Models & reproducibility

Model under test — claude-sonnet-4-6, held constant across both arms. Run through the Claude Code agent (claude -p) with identical tools, turn budget, and prompt for A1 and A2. The model is the constant; the only variable is whether findtest is mounted.
Judge — claude-sonnet-4-6, same family as the generator. Two guards against self-preference bias: pairwise comparisons are blinded and order-randomized (seeded), and — more importantly — the headline metric is structural AST alignment, which is fully deterministic and model-independent. The +39.7 result does not depend on the judge at all; the LLM judge win-rate is corroborating, not load-bearing.
Contamination control: only commits after 2026-02-01 are mined — past the model’s (~Jan 2026) training cutoff — so the maintainer’s real test was never in training data. (This is why naming the model matters: the cutoff control is only meaningful relative to a specific model.)
Honest caveats: sonnet-4-6 is a released alias, not a frozen dated snapshot; the LLM judge runs at the API’s default sampling, not temperature 0 — mitigated by seeded blinding and k=3 rollouts per commit for variance. An independent judge from a different model family is the obvious next hardening step.

Repository layout

Path	What
`src/atw/retrieval/test_finder.py`	Findtest algorithm: import graph + co-modification history + quality scoring
`src/atw/mcp/server.py`	MCP server exposing findtest as `find_related_tests` + `find_helpers`
`src/atw/harness/sandbox.py`	Worktree setup with v2 deletion protocol and git-strip
`src/atw/metrics/`	Alignment (AST), behavioral judge, conformity/taste, location discovery
`src/atw/graph/`	Repo knowledge graph: import edges + co-modification pairs + quality scoring
`scripts/run_experiment.py`	Run A1 vs A2 over a commit slice (resumable, rate-limit safe)
`scripts/analyze_v2.py`	Statistical analysis: alignment CI, judge win-rate, adoption, location
`scripts/run_conformity.py`	Taste/indistinguishability eval
`docs/methodology.md`	Full experiment design, controls, metrics, disclosed decisions
`docs/roadmap.md`	Full results history: v1 null, apparatus bugs found and fixed, v2 findings
`docs/v2-runbook.md`	Self-contained guide to reproduce the study
`tests/`	Unit tests for harness, retrieval, metrics

Quickstart

python -m venv .venv && source .venv/bin/activate
pip install -e ".[dev]"
cp .env.example .env   # add ANTHROPIC_API_KEY for judge/conformity scoring

# Run the study on dbt-core (~$20 API credit, ~8h serial)
ATW_REPO=dbt-core .venv/bin/python scripts/run_experiment.py \
  --protocol v2 --n 25 --exp-id v2-dbt-core --arms A1 A2

# Score and analyze
ATW_REPO=dbt-core .venv/bin/python scripts/run_judge.py --exp-id v2-dbt-core --arm-a A1 --arm-b A2
ATW_REPO=dbt-core .venv/bin/python scripts/score_location.py --exp-id v2-dbt-core
ATW_REPO=dbt-core .venv/bin/python scripts/run_conformity.py --exp-id v2-dbt-core --arms A1 A2
.venv/bin/python scripts/analyze_v2.py --exp-ids v2-dbt-core v2-pydantic v2-sqlalchemy

See docs/v2-runbook.md for the complete reproduction guide.

Prior art

Existing benchmarks (TestGenEval, SWT-Bench, TestExplora) evaluate models on test generation.
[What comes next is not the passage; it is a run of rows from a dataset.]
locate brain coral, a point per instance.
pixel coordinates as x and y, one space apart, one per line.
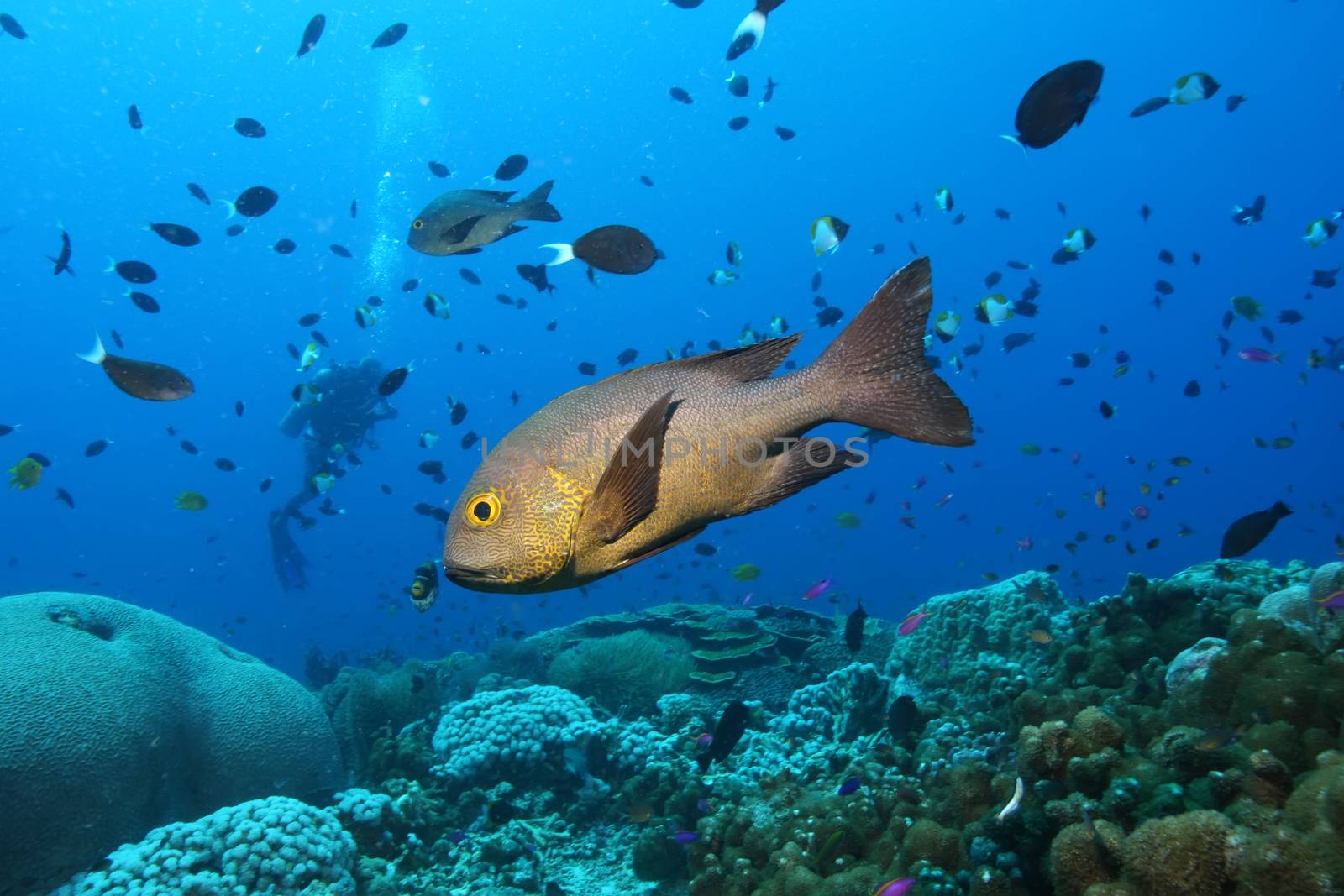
116 719
511 730
276 846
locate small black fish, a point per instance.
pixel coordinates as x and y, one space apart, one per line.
511 167
1148 107
253 202
311 35
535 275
13 29
1247 532
62 261
145 380
176 234
1324 278
830 316
393 380
1252 214
134 271
853 629
390 35
726 735
144 301
249 128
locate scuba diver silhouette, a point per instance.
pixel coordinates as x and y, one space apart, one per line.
335 414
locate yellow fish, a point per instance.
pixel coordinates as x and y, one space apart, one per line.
687 443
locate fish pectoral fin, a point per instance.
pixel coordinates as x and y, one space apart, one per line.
629 486
806 464
457 233
658 548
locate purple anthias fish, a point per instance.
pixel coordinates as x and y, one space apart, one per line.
819 589
1257 355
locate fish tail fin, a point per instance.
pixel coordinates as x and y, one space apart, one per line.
875 372
1015 140
97 355
752 24
564 253
539 207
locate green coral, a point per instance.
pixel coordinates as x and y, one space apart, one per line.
631 669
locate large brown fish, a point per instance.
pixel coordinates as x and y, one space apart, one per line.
145 380
463 221
616 472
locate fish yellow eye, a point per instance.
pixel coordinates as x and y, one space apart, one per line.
483 510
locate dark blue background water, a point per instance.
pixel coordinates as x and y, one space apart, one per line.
890 102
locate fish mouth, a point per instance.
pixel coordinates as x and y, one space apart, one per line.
470 577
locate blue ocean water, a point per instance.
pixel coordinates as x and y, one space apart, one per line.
890 102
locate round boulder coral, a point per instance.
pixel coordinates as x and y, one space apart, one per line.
116 719
1189 855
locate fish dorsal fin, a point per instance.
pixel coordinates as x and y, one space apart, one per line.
457 233
629 486
741 364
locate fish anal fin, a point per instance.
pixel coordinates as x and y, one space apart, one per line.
629 486
804 464
658 548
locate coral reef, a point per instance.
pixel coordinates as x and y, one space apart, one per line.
125 719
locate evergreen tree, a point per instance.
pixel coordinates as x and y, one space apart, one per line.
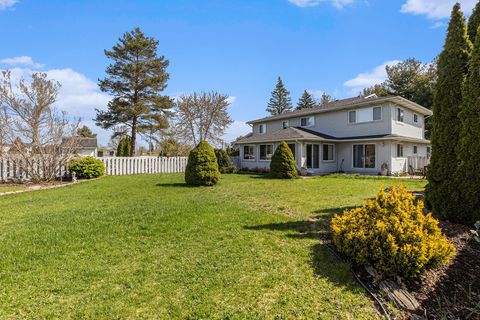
441 191
468 174
306 101
202 166
135 79
474 23
280 101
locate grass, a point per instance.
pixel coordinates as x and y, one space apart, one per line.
147 246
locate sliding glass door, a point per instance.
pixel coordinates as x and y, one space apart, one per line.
364 156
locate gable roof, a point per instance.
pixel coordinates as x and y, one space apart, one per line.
298 133
346 104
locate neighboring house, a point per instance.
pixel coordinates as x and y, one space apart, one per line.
361 134
85 146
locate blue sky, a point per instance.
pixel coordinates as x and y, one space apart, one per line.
235 47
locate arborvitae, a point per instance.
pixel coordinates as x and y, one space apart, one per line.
202 166
441 191
306 101
474 23
123 148
280 101
283 165
468 174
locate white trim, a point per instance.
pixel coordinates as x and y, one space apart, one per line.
353 156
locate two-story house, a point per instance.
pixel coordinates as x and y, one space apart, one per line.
367 135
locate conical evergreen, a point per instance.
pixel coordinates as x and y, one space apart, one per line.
474 23
202 166
306 101
280 101
283 165
468 174
441 190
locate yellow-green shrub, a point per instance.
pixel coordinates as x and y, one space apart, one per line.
392 234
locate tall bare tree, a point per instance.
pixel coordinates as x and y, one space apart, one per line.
202 116
36 132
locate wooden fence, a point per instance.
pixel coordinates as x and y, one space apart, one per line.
11 169
137 165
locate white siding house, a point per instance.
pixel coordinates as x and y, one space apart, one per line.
368 135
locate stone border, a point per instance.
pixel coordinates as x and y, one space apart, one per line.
48 187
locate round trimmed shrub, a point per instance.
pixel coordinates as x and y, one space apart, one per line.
202 166
225 164
86 167
283 165
391 234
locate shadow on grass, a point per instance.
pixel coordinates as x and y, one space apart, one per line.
323 262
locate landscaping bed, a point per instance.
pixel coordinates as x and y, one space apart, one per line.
453 291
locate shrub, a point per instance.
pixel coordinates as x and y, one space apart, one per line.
86 167
225 164
283 165
202 166
392 234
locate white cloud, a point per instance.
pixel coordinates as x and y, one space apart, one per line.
339 4
367 79
436 9
235 130
25 61
5 4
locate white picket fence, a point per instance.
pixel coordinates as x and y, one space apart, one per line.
10 169
138 165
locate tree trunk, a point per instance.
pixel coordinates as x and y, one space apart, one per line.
134 137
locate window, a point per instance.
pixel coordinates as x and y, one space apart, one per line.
399 150
400 114
266 151
377 113
307 122
365 115
248 153
352 117
364 156
313 156
292 148
328 152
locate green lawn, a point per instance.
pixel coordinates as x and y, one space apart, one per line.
149 247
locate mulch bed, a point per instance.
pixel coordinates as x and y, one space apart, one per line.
452 291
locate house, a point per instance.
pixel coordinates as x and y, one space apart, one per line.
368 135
84 146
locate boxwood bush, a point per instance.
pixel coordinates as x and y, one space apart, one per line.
391 234
283 165
225 164
86 167
202 166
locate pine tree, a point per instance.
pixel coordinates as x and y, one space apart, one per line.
474 23
306 101
468 174
280 101
441 191
135 79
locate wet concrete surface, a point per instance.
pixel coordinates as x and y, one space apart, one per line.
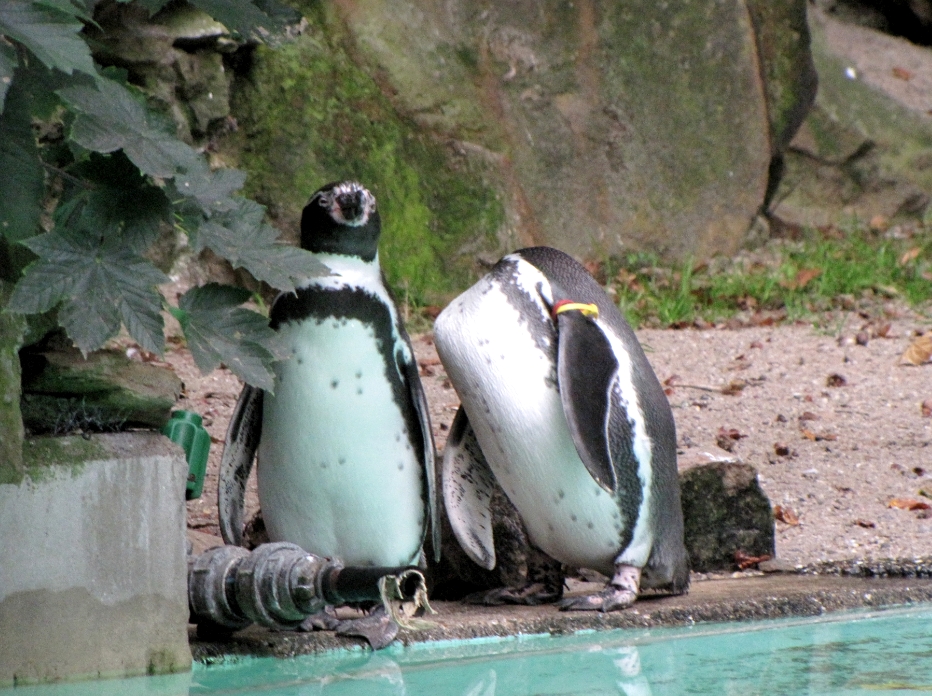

This study evaluates a retrieval tool: does semantic test-mapping scaffolding change agentic outcomes when holding the model constant? The deletion-protocol design and voluntary-adoption metric are not present in published benchmarks as of June 2026.

Honest measurement is the brand. Every repo in this three-part series reports its own null or limitation, not a vanity number — here, v1 was a clean negative result (findtest lost when grep could already find the test), and findtest is null on flat/standard codebases by design.